To organize the expansion into numerous accounts, we needed a mechanism to control our accounts, which accounts employees have access to, and each employee’s permissions in each account.

Segment uses Okta as an identity provider and consulted their integration guide for managing multiple AWS accounts. The integration guide recommended connecting the identity provider to one AWS “hub” account and using sts:AssumeRoleto access each spoke account. This is the classic “hub-and-spoke” architecture.

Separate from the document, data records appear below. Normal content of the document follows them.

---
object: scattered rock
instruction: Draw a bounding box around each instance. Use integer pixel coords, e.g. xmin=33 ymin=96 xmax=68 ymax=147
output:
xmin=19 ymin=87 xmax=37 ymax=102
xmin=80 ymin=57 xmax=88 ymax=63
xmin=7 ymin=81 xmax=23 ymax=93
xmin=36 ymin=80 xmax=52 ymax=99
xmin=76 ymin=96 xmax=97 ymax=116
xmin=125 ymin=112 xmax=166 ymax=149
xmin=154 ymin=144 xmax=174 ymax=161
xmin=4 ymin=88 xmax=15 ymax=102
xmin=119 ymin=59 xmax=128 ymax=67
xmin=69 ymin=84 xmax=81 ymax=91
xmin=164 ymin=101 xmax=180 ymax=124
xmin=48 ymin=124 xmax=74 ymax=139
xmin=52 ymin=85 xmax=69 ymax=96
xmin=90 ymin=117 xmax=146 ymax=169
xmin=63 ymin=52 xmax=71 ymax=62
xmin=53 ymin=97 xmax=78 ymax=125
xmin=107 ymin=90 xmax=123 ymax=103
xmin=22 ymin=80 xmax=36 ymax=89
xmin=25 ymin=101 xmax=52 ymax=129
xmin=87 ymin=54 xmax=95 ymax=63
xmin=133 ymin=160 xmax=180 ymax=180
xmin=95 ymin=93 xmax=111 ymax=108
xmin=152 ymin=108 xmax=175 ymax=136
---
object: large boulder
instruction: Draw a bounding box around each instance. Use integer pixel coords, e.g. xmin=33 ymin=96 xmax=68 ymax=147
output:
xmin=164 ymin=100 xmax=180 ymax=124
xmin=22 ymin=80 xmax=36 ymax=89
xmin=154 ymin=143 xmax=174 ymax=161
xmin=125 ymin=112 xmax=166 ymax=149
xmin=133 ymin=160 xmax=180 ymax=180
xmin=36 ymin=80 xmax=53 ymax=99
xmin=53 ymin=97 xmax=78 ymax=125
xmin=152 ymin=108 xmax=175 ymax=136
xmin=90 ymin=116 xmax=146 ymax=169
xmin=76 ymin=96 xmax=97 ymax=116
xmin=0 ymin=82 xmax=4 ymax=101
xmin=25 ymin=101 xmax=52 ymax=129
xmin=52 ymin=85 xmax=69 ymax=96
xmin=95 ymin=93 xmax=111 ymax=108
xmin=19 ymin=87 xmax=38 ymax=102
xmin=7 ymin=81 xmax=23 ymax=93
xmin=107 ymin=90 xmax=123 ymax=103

We used terraform and wrote reusable modules in order to simplify the process of creating roles that were accessible from our identity provider. We could then write terraform to create granular IAM policies and roles for each team, that could be accessed by Okta! One simple example of a granular policy is the role of our Financial Planning and Analysis (FP&A) team, who keeps a close watch on our AWS spend. Our FP&A team only has access to billing information and information about our reserved capacity.


    module "fpa" {
      source = "git@github.com:segmentio/terracode-access//modules/okta-role"
      name       = "fpa"
      idp_arn    = "${module.idp.idp_arn}"
      policy_arn = "arn:aws:iam::aws:policy/job-function/Billing"
    }
    resource "aws_iam_policy" "fpa_reserved_policy" {
      name        = "fpa_reserved_policy"
      description = "FP&A team needs ability to describe our reserved instances."
      policy = <<EOF
    {
      "Version": "2012-10-17",
      "Statement": [
        {   
          "Action": [
            "ec2:GetHostReservationPurchasePreview",
            "ec2:DescribeReservedInstancesModifications",
            "ec2:DescribeReservedInstances",
            "ec2:DescribeHostReservations",
            "ec2:DescribeReservedInstancesListings",
            "ec2:GetReservedInstancesExchangeQuote",
            "ec2:DescribeReservedInstancesOfferings",
            "ec2:DescribeHostReservationOfferings",
            "ec2:CreateReservedInstancesListing"
          ],  
          "Effect": "Allow",
          "Resource": "*" 
        }   
      ]
    }
    EOF
    }
    resource "aws_iam_role_policy_attachment" "fpa_reserved_attach" {
      role       = "fpa"
      policy_arn = "${aws_iam_policy.fpa_reserved_policy.arn}"
    }

After providing employees with their roles, we needed the tooling to provide our employees with an amazing engineering experience. Even though this system is far more secure, we couldn’t justify this change if it was overly burdensome to our engineers.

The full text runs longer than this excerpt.